Half the people in Utah think the Mormon church runs things around here. The other half knows it does.
Polls say that about 70 percent of Utahns identify themselves as Latter-day Saints. Just between you and us beer guzzlers over here at Smartbomb, we also know that about half of that 70 percent sometimes drink but haven’t been spotted down at the ward for awhile.
Most of the time, the 35 percent who don’t visit church regularly don’t mind that the other 35 percent—the tithe payers—run the show in Utah. But sometimes they do mind. When half of the Jack Mormons team with the 30 percent who aren’t Mormon, Jack or otherwise, then there’s a ruckus with a split of about 50/50. (Call it fuzzy math, whatever.)
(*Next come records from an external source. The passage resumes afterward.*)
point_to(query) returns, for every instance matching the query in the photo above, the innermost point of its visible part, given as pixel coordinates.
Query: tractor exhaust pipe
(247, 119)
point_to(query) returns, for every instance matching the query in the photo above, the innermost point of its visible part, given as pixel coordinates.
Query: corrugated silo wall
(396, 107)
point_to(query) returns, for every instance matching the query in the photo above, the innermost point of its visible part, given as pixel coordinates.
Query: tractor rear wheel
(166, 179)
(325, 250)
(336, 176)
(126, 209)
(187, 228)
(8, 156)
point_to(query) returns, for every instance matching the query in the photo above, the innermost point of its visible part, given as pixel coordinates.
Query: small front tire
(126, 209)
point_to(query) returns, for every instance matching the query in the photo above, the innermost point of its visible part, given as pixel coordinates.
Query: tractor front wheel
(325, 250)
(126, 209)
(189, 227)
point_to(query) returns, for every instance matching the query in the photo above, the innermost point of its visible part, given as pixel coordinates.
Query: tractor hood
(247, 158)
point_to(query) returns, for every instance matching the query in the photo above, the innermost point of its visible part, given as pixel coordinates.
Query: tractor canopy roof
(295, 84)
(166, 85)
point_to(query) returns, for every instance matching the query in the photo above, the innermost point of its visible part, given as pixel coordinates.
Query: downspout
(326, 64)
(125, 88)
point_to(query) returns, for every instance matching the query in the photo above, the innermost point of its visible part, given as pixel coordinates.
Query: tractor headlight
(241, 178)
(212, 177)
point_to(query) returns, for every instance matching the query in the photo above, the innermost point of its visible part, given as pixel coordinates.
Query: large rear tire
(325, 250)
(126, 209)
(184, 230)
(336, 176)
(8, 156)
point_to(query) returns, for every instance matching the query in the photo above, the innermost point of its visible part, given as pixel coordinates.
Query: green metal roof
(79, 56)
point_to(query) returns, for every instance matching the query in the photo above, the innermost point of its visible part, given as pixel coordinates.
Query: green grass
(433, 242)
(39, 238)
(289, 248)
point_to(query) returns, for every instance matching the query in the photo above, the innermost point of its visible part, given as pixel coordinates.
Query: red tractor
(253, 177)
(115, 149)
• When the Salt Lake Tribune pulled the covers back on what’s being called the “Mormon Olympics,” there were a lot of ‘I-told-you-sos’ passed around. It seems that the Utah Travel Council—you know, the one supported by tax dollars, rather than tithing—is directed by one Spence Kinard, the former voice of the Mormon Tabernacle Choir. When visiting journalists were referred to the Travel Council recently by the Salt Lake (Olympic) Organizing Committee, Kinard set them up with a public relations crew from the LDS tower of power.
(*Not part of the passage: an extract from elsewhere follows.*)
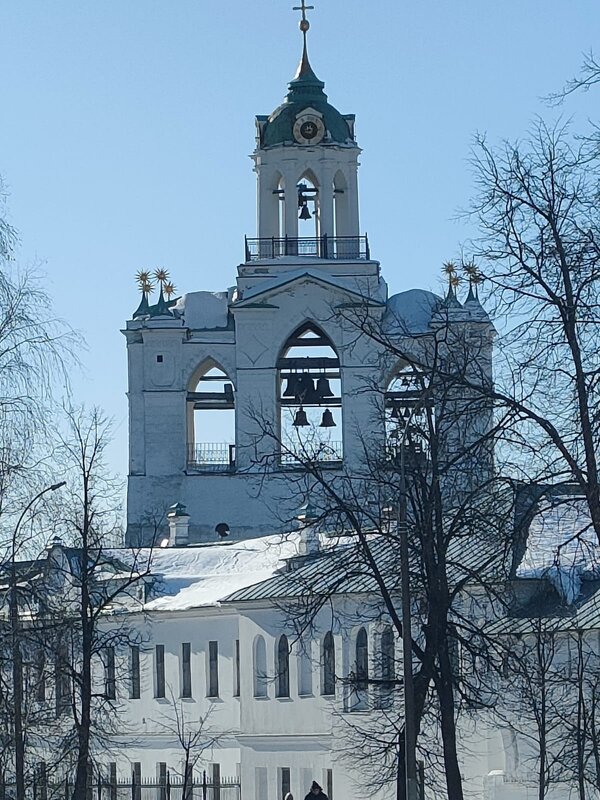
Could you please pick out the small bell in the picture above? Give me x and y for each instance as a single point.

Some of the visiting journalists were non-plused, calling it a bait and switch that held them hostage to a two-day-long spin on all things Mormon. A lot of ducking and finger-pointing followed. The episode miffed Mitt Romney, who had ironically been making public toasts with orange juice in Champagne flutes in an effort to prove that these will not be the Mormon Games. Romney is, of course, LDS. True to form, Kinard insisted that since the LDS religion is the biggest one in Utah, there was no issue of separation of church and state.
That about said it all. If a conflict of interest fell on Mormon leaders who didn’t recognize it, would it still be a conflict? Some places, perhaps—but not here.
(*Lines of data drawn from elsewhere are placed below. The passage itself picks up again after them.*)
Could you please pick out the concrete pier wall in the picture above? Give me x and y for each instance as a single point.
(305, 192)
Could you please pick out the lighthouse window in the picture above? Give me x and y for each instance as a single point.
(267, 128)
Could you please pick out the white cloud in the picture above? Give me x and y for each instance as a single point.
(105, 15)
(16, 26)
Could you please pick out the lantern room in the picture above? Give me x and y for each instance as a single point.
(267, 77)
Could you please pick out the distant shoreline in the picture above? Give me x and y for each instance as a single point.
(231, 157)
• Mayor Rocky Anderson called recently to say he didn’t like being called a “Boy Scout,” which City Weekly did in our March 15 “Hits & Misses” column. The mayor insisted that he was doing something good by designating Pioneer Park as a protest zone during the 2002 Winter Games. We’re unsure why the mayor doesn’t like Boy Scouts. The downside for protesters: Beer cannot be sold in parks, according to state law.
The mayor also is in a spat with David Greer, the president of the Salt Lake City police union. Rocky said he doesn’t want to deal with Greer anymore when negotiating a contract for police officers because the long-time union representative has been throwing his weight around and saying abusive things. Some of Rocky’s former employees might find the comments ironic. Here at Smartbomb we considered broaching the irony to the mayor, but in the end thought better of it.